As well as making CockroachDB Serverless generally available, Cockroach Labs said it’s launching a new migration toolset called CockroachDB Molt. Now in preview, it comes with a schema conversion tool that identifies and fixes incompatibility issues between source databases and CockroachDB. The idea is to ensure smooth migrations for customers that want to switch to CockroachDB.

Analyst Doug Henschen of Constellation Research said CockroachDB Serverless stands out against other serverless offerings thanks to the high scalability, resilience, consistency, SQL familiarity and compatibility with PostgreSQL that the original CockroachDB platform has become known for.

“Database providers also need to ensure that it’s easy for customers to migrate to their services,” he said. “This is where CockroachDB Molt will come in especially handy, simplifying migrations with tooling such as its schema conversion feature that’s designed to identify and fix incompatibilities between source databases and CockroachDB.”

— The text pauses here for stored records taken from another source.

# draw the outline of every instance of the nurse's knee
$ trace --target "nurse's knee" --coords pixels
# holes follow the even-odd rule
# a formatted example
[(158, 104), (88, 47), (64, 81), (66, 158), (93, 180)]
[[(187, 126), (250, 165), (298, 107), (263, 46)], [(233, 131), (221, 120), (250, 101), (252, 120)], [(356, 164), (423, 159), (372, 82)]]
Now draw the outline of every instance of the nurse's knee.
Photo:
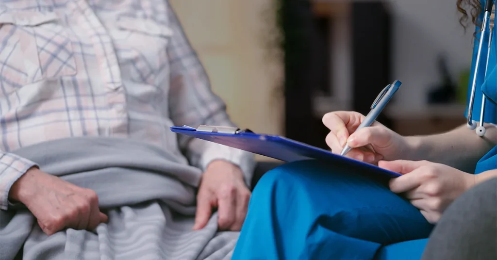
[(262, 175), (254, 188), (253, 194), (272, 192), (278, 186), (302, 184), (301, 175), (314, 166), (315, 162), (303, 161), (289, 163), (268, 171)]

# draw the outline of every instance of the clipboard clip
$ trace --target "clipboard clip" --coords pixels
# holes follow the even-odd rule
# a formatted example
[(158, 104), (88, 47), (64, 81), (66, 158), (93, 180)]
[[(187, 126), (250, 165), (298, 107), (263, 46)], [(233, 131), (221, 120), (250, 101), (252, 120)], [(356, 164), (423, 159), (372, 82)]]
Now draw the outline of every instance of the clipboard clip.
[(233, 126), (219, 126), (213, 125), (199, 126), (198, 128), (195, 128), (187, 125), (183, 125), (183, 127), (191, 129), (195, 129), (199, 132), (207, 132), (208, 133), (220, 133), (222, 134), (235, 134), (240, 133), (253, 133), (249, 129), (242, 130), (238, 127)]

Users may well be tempted to give CockroachDB Serverless a try, as the database is also adding new integrations with popular developer tools like Vercel, Vault and Terraform.

The integration with Vercel, an open-source framework for the React programming language, ensures developers can build and deploy web applications written in that language without any configuration, management or maintenance hassles, the company said. Meanwhile, by integrating with HashiCorp Inc.’s Vault, developers can now centralize and standardize access credentials for the database. Finally, there’s an integration with HashiCorp’s Terraform, an infrastructure-as-code offering that makes it easy to provision CockroachDB using automated, repeatable workflows.

“It’s good to see CockRoachDB is also adopting the widely accepted standards from HashiCorp and Vercel, as these are familiar in the developer community,” Mueller added. “These integrations further reduce the time it takes to get up to speed and operate the database.”

Cockroach Labs Chief Product Officer Nate Stewart said his company aims to ensure that data-intensive applications can effortlessly scale up to serve millions of users anywhere in the world via a simple SQL-based application programming interface. “We’re a step closer to that vision now that CockroachDB Serverless is generally available,” Stewart said.